The Commerce Department reported late last month that GDP growth had slowed to a 2.5 percent annual rate, substantially below the 3.1 percent rate it has averaged since the recession ended in November 2001. The economy added 113,000 jobs in July, significantly less than the 144,000 forecast, while the unemployment rate rose to 4.8 percent, the first increase since February. At press time, the market was anxiously waiting to see if the Fed would finally cease its campaign of inflation-fighting interest rate hikes.
Nevertheless, among the 10 leading mills included in this month’s MCN second quarter report and outlook (see Mills), sales increased by an average around 20 percent and income by nearly 75 percent, vs. last year’s second quarter. The typical (median) mill saw a 20 percent increase in sales and a 50 percent increase in income.
Likewise, among the seven service center companies in this month’s report (see Service Centers), sales were up an average of 17 percent and income was up 80 percent. Calculated as medians, it was about a 6 percent increase in sales and a 16 percent hike in income for the typical service center.
Though service center steel shipments slowed in June from May’s record pace, they were still up nearly 9 percent compared with June 2005. Through the first half, service centers shipped 29.7 million tons of steel, 6.1 percent more than in the first half of a strong 2005. Similarly, first-half shipments of aluminum products by service centers totaled 632,400 tons, up 5.4 percent from the 2005 first half, according to MSCI figures.
While steel imports into the United States dipped a bit from May to June, imports through the first half still remained 32 percent higher than the comparable period last year.
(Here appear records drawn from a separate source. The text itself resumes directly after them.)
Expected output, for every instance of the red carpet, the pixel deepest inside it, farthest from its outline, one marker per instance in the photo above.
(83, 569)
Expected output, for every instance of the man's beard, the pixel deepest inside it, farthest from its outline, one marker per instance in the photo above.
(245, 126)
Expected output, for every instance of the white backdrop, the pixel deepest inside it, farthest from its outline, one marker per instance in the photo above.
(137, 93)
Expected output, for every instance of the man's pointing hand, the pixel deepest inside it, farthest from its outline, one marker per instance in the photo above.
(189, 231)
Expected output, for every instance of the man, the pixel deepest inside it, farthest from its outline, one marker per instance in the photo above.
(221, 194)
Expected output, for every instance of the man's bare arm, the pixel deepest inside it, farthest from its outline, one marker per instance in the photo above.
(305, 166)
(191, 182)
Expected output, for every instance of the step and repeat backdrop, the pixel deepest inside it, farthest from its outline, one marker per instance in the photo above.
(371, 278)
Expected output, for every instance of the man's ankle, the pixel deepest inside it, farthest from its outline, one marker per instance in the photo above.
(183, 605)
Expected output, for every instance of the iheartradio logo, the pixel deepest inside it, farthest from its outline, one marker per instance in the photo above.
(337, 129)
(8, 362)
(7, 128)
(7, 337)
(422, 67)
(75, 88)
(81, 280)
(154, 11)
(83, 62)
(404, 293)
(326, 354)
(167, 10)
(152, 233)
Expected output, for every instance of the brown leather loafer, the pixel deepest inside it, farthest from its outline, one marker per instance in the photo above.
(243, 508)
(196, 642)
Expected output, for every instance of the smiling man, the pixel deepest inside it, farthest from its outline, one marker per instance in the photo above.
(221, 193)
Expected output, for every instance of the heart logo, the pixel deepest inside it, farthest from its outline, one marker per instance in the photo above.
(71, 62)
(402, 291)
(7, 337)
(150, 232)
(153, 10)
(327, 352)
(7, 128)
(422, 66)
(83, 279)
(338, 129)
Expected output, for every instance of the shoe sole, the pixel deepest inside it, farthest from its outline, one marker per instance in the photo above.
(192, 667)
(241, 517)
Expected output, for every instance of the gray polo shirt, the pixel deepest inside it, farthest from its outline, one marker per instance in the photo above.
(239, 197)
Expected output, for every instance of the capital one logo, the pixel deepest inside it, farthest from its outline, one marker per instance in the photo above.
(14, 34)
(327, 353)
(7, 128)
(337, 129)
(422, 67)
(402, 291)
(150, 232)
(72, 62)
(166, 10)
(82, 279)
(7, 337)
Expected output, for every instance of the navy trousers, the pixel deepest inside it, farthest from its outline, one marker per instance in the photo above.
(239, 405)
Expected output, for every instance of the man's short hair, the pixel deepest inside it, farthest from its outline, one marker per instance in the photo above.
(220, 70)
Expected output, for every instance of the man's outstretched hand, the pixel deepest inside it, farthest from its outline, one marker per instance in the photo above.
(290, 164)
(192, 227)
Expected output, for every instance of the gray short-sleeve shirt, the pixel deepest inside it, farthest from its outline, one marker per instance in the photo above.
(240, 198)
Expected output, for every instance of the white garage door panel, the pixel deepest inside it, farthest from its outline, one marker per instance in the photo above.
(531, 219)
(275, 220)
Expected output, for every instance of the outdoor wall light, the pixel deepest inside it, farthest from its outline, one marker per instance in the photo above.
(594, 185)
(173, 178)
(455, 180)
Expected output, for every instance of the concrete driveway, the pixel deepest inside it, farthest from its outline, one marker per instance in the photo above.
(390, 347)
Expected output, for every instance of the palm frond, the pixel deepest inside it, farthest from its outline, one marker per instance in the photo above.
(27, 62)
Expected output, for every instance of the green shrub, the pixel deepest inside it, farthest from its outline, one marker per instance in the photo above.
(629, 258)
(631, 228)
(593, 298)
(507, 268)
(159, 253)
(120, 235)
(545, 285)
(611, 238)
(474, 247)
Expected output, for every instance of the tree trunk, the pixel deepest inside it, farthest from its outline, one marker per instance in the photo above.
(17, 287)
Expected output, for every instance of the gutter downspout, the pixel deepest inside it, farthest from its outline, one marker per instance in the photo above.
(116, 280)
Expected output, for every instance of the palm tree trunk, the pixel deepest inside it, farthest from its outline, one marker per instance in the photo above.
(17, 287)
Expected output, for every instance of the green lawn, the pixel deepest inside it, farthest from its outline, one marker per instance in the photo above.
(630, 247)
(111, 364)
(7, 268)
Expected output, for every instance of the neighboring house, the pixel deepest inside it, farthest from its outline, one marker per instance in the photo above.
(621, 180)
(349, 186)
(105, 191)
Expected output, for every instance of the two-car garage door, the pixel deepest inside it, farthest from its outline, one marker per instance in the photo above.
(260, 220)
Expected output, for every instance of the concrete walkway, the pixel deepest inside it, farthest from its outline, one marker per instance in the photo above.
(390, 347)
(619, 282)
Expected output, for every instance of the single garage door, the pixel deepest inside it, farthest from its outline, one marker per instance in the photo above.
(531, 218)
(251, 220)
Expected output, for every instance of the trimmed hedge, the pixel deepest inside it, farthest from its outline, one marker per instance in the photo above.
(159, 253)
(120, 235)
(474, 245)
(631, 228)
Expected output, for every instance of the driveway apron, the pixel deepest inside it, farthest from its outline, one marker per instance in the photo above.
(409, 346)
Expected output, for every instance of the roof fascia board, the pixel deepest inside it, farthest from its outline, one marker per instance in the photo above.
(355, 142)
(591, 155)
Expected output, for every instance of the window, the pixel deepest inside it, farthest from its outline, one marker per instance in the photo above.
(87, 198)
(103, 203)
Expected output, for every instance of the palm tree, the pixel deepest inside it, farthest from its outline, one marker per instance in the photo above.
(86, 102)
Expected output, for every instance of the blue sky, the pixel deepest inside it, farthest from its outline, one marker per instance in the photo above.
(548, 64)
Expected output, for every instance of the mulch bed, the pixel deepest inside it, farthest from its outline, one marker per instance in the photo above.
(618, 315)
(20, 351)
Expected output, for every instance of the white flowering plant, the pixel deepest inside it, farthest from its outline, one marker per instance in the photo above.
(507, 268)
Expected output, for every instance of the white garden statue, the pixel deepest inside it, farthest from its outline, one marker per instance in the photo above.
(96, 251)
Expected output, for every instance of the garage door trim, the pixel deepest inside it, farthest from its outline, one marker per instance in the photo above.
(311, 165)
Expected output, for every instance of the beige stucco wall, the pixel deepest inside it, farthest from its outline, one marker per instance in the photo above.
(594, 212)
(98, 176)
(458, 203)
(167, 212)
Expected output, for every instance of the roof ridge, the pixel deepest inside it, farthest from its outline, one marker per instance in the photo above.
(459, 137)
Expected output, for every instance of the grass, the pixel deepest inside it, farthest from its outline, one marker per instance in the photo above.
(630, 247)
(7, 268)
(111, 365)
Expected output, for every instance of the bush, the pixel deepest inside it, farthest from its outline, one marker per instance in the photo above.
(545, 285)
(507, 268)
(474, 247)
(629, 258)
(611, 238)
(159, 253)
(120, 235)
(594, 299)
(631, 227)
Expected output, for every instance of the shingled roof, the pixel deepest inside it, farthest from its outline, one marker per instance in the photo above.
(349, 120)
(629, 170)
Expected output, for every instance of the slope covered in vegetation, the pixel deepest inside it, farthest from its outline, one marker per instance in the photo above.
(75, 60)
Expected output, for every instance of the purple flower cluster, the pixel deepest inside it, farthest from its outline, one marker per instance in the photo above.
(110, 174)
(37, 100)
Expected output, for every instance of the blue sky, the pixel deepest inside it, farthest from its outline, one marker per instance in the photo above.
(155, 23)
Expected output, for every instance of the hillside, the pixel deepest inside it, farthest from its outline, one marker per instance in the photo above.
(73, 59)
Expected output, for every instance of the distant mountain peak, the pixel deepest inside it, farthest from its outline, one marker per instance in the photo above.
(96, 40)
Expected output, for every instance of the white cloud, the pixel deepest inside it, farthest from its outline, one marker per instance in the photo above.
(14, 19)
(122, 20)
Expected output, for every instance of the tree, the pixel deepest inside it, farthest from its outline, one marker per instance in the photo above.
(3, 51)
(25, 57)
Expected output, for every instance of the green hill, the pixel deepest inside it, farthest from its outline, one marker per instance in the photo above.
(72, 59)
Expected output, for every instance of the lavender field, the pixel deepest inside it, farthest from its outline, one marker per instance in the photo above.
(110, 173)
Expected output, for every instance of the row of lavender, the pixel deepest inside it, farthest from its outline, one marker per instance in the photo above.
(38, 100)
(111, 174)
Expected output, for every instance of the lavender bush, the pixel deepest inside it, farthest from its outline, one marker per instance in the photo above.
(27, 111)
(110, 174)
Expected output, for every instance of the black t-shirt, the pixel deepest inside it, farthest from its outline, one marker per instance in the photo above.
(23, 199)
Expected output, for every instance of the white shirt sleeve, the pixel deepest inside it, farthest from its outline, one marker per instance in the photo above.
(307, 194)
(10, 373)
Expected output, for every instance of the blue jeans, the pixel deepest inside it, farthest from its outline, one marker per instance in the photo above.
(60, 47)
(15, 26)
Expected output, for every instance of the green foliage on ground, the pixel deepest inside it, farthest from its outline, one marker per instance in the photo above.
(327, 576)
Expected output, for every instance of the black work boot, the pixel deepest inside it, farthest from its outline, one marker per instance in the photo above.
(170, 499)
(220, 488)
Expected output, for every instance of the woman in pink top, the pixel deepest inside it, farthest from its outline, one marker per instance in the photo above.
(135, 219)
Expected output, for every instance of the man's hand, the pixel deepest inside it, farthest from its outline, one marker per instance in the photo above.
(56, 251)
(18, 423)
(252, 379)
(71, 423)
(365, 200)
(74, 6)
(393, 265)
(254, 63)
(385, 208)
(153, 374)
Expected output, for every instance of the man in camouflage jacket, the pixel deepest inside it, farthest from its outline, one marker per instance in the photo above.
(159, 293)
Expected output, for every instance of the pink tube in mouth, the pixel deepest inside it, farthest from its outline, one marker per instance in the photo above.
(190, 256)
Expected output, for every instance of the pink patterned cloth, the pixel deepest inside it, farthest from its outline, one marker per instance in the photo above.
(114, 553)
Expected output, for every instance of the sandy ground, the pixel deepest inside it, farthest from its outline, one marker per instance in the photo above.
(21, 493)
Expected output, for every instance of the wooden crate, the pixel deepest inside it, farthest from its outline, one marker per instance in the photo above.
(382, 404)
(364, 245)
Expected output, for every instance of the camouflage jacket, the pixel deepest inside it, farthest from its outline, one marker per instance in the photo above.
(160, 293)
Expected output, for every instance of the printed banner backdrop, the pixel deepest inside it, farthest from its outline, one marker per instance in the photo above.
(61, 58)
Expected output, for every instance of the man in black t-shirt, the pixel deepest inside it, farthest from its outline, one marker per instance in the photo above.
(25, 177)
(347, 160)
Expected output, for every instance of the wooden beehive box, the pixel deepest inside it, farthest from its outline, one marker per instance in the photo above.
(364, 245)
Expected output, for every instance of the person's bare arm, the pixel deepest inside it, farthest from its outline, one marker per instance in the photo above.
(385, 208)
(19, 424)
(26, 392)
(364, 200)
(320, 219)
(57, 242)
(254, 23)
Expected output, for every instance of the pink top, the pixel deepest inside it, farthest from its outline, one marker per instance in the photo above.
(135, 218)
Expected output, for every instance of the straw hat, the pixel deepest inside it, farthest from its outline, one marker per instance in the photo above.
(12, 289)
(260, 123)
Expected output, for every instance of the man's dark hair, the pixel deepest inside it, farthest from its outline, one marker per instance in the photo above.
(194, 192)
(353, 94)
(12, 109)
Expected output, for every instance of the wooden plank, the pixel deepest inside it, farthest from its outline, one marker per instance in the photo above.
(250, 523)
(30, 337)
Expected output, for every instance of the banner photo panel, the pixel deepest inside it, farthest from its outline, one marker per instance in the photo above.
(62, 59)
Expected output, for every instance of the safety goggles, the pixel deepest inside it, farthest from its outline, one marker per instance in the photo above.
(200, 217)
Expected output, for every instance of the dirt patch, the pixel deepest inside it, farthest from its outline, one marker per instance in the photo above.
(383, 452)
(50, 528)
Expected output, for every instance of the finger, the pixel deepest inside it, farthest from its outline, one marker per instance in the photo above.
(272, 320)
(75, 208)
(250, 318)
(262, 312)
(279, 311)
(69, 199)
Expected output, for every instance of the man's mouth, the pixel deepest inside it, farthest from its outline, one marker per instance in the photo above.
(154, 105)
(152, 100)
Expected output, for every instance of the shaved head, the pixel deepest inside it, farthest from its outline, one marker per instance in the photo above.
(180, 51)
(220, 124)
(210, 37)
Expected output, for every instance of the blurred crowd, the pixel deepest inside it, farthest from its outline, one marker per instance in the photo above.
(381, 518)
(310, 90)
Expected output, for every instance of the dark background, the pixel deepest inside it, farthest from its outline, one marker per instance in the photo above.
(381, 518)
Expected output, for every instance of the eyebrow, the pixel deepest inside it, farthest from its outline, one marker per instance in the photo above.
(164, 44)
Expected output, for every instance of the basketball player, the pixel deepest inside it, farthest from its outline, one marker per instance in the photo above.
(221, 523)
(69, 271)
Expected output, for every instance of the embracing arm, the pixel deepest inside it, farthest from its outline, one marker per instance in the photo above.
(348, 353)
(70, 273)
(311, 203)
That the U.S. market can absorb these imports without subsequent downward pressure on prices indicates that end-use demand is real and sustainable.
Indeed, leading metals executives forecast stable, or even increasing prices, for the third quarter and beyond. Expressing a common sentiment, Lourenco Gon-calves of Metals USA noted that metals prices rose through the second quarter and stabilized at high levels in late June, where he expects them to stay.
“Many believe that since prices are unusually high, there is an inevitable price decline in the near future. This is not the case, as I believe prices have merely returned to real value. Prices are stable at these levels because domestic supply and demand remain in balance,” he said.
He expressed further confidence about prospects for metals moving forward. “At this point we don’t see any reason for prices to go down. The economy is good, demand is good, the exchange rate has been insulating the U.S. from an avalanche of low-priced imported materials. All things considered, if Mr. [Fed Chief Ben] Bernanke does not screw up with interest rate hikes and slow the economy to a point customers will no longer buy, I can only see prices stable or even higher in the future.”